Three Essays on Transition of Post-communist Soverigns
Abstract
Abstract
The Berlin Wall and the Iron Curtain crumbled, resulting in the end of the Warsaw Pact (8
members) and the collapse of the Soviet Union. Hence, the European Bank for Reconstruction
and Development (EBRD) was founded to assist these (newly) sovereigns to become pluralistic
democracies with a functioning market economy. Capital was scarce in these post-communist
nations, and funding was needed to implement costly reforms. The EBRD played a catalytic role
by guiding, providing funds, advising governments to transition faster while attracting further
investment to member nations. These involvements with member nations provide an opportunity
to the EBRD to reduce information asymmetry about sovereigns for foreign investors. The first
paper analyses the role of the EBRD in attracting foreign direct investment to savings-deprived
post-communist sovereigns. This paper utilizes traditional political risk scores and the EBRD
transition scores and their effect on the attraction of investment from abroad. Evidence suggests
that if member nations can secure funds from the EBRD, investment risk decreases. Moreover,
transition indicators of the EBRD are significant in attracting foreign investment to host nations.

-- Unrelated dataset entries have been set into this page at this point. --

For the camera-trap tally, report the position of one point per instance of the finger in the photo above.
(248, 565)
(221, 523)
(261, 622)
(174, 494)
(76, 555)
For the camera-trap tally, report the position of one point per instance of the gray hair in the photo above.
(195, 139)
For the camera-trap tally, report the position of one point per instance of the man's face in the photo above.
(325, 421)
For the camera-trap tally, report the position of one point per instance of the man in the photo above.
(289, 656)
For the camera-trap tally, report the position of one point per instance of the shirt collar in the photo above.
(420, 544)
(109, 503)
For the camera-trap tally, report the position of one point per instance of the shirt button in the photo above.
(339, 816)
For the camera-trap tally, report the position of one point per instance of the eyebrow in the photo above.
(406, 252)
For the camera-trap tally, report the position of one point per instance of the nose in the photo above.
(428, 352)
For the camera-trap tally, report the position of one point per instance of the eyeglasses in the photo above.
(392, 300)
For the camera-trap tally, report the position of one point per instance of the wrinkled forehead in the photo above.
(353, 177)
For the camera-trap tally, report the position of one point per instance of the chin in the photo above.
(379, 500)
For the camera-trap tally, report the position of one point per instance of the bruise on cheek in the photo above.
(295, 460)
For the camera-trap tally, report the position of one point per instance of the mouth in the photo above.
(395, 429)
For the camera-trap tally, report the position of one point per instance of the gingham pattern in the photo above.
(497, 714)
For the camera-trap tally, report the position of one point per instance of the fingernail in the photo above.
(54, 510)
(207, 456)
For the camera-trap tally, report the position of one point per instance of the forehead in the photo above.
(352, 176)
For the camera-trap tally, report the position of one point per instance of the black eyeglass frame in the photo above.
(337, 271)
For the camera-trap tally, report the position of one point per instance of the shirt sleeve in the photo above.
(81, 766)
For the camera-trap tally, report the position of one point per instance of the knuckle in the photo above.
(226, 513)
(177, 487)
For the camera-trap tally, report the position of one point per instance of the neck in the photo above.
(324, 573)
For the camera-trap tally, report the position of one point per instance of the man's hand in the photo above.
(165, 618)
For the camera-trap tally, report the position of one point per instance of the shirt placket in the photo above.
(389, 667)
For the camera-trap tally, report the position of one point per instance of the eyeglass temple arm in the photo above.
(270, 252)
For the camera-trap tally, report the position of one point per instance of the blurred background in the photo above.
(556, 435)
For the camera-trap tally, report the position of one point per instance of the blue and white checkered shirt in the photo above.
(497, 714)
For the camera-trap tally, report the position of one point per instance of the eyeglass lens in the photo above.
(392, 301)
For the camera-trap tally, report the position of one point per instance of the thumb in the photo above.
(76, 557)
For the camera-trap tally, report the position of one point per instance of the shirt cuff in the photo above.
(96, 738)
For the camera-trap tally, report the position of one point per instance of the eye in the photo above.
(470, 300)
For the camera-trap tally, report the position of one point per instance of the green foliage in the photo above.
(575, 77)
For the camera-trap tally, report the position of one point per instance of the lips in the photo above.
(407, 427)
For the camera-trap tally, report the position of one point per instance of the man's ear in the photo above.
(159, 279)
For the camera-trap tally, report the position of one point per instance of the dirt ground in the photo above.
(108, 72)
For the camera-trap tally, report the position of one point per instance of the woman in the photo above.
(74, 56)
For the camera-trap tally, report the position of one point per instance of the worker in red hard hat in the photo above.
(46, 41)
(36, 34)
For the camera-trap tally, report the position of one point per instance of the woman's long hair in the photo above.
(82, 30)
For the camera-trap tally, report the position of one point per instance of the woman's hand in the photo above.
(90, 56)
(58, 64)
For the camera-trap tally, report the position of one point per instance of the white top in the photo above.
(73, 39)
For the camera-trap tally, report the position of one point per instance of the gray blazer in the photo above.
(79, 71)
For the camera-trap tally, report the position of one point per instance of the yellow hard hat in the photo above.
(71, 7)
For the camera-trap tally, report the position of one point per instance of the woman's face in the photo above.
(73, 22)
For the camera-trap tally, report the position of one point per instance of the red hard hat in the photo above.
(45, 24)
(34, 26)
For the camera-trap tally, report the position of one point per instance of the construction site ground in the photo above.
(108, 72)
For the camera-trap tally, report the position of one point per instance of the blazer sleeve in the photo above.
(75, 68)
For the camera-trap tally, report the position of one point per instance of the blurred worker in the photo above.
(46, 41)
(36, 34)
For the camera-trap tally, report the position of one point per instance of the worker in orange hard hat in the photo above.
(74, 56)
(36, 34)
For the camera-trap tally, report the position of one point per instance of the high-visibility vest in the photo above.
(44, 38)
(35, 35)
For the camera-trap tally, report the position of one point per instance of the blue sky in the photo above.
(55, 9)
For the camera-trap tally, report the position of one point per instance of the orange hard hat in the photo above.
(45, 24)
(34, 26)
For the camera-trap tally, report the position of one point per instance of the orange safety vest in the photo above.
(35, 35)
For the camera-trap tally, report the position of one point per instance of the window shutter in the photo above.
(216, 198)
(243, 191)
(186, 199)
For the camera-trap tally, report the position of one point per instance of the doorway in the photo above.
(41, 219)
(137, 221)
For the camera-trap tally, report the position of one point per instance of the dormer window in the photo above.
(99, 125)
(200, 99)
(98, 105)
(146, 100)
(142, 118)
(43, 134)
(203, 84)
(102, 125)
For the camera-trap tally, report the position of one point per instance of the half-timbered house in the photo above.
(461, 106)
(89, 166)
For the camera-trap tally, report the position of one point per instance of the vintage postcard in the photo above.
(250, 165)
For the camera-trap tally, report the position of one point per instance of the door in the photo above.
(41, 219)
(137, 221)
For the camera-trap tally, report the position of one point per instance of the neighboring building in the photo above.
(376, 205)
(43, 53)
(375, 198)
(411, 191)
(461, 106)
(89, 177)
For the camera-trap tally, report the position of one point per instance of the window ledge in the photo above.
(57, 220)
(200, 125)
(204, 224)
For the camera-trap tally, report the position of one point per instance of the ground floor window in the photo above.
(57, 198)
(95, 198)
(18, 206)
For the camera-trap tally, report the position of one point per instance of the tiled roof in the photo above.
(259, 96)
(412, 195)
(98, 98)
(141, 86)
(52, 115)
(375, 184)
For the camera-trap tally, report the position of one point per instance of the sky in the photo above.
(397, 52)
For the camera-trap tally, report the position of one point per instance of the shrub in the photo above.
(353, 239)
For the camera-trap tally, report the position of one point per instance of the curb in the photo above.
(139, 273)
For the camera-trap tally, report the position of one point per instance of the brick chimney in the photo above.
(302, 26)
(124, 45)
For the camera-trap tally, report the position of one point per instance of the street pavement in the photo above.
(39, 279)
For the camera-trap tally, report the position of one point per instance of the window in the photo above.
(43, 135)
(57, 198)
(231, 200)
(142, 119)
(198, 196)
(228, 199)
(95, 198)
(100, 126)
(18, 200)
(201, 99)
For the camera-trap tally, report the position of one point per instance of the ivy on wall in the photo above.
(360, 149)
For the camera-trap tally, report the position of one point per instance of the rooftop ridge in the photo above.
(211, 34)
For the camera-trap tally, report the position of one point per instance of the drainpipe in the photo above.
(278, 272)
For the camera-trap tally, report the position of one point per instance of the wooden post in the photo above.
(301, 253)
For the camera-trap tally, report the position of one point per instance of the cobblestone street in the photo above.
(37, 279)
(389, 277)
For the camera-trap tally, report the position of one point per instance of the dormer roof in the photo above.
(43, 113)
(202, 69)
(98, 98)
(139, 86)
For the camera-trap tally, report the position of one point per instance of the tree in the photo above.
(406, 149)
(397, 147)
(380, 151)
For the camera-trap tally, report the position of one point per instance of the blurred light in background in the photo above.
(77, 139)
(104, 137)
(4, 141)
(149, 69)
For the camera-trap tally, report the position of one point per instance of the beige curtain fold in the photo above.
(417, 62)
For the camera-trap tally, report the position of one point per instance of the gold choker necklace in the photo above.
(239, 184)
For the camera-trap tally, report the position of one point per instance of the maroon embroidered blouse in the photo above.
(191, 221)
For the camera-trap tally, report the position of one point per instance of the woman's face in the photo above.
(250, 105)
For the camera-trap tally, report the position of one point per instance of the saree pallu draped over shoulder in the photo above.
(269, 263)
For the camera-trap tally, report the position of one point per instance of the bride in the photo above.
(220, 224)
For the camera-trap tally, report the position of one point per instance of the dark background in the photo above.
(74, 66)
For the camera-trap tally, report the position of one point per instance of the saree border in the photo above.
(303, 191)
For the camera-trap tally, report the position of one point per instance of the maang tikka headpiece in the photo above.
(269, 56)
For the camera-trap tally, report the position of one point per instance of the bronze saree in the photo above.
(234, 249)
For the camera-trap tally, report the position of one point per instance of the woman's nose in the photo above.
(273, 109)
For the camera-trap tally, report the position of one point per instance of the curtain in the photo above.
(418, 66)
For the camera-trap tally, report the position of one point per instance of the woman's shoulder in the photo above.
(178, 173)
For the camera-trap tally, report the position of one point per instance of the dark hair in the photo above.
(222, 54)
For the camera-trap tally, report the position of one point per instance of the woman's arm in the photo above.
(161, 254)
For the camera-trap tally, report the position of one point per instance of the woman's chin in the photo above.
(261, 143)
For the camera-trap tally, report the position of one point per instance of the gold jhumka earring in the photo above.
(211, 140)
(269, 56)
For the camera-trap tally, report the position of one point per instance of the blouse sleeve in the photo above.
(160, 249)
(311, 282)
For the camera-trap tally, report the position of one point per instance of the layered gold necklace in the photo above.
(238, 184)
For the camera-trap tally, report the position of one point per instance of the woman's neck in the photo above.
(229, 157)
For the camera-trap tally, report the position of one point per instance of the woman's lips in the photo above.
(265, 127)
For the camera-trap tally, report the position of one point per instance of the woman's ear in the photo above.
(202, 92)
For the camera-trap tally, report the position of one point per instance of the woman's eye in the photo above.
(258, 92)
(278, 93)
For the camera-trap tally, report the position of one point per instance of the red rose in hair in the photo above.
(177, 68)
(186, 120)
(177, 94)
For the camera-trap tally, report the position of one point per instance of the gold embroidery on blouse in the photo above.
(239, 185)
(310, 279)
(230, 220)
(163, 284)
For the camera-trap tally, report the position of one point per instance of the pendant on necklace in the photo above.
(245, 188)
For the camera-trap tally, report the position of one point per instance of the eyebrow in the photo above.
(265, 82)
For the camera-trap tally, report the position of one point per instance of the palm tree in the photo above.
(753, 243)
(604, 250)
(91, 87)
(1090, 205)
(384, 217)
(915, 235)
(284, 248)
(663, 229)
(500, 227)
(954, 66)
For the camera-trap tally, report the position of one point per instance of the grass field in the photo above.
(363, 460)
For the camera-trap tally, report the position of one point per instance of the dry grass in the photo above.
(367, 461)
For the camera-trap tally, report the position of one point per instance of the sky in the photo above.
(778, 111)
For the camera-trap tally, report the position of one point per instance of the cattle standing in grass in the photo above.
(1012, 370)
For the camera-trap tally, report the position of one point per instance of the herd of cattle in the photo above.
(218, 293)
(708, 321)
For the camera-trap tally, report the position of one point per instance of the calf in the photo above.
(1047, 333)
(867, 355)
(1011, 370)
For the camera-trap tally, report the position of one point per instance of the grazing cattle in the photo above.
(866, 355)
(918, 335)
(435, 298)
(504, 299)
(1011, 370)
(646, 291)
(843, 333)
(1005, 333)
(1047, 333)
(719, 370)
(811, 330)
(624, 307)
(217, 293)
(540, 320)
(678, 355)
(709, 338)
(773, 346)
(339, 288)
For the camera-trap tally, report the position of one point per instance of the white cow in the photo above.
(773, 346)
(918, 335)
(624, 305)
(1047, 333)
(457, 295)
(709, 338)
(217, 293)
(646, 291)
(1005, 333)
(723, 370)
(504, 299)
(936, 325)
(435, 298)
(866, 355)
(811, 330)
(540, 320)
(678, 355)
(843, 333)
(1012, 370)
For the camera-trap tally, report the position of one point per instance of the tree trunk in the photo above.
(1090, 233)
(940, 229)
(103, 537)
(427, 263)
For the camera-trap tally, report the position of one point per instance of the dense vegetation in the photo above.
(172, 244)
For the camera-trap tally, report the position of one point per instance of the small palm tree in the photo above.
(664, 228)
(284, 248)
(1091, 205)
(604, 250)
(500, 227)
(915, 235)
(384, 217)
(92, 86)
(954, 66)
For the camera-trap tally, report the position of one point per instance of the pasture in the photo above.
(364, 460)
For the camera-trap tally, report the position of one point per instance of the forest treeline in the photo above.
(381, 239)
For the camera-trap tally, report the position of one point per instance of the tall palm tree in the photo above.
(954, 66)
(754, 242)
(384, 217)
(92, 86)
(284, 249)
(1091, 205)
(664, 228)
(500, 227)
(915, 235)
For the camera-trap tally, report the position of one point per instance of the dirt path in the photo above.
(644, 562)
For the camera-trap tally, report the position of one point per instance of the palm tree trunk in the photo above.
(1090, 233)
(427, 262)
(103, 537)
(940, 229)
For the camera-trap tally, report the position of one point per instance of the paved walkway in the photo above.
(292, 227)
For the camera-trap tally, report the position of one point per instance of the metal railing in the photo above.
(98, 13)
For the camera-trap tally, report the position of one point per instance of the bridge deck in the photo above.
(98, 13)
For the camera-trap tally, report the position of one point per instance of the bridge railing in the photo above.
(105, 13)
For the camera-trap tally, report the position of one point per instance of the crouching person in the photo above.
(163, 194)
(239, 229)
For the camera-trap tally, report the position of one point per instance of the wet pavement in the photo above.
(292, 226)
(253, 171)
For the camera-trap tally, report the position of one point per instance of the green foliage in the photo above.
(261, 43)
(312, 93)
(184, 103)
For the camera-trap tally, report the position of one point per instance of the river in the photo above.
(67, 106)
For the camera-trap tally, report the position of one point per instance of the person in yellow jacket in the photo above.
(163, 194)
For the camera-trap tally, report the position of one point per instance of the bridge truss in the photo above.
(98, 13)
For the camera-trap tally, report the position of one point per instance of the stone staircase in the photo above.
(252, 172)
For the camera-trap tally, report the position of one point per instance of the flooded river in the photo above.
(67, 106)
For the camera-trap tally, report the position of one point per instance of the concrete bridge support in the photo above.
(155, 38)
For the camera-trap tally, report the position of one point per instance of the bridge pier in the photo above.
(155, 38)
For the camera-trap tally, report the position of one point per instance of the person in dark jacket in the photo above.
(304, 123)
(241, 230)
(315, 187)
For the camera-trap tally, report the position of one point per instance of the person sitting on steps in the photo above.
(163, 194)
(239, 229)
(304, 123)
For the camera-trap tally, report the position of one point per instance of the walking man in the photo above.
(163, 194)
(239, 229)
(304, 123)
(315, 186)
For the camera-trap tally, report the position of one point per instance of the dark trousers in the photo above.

The second paper sheds light on the EBRD's role in developing the financial sector and bringing
financial greenfield FDI to member nations. As a lender in record or with guarantees to investors, the Bank has a significant role in introducing new markets to international financial
institutions with alleviated risk. These investments had a positive and significant effect on the
growth of those economies and credits provided to the private sector. The last paper focuses on
the transition experience of three energy-rich nations in Central Asia. The international
significance of these counties is lower than other post-communist states and have no aspirations
to join the EU due to geographical distance. Without public push, executives of these nations
played a significant if not sole role in deciding the pace of transition to market-oriented
economy. Kazakhstan fared better in economic change compared to its neighbors because
President Nazarbayev cooperated with international institutions and implemented policies to
transition the economy despite lagging in the democratization of country or institutions.
Turkmenistan and Uzbekistan executives adopted gradual transition, and those economies still
show features of a controlled economy rather than a free market one after more than a quarter century.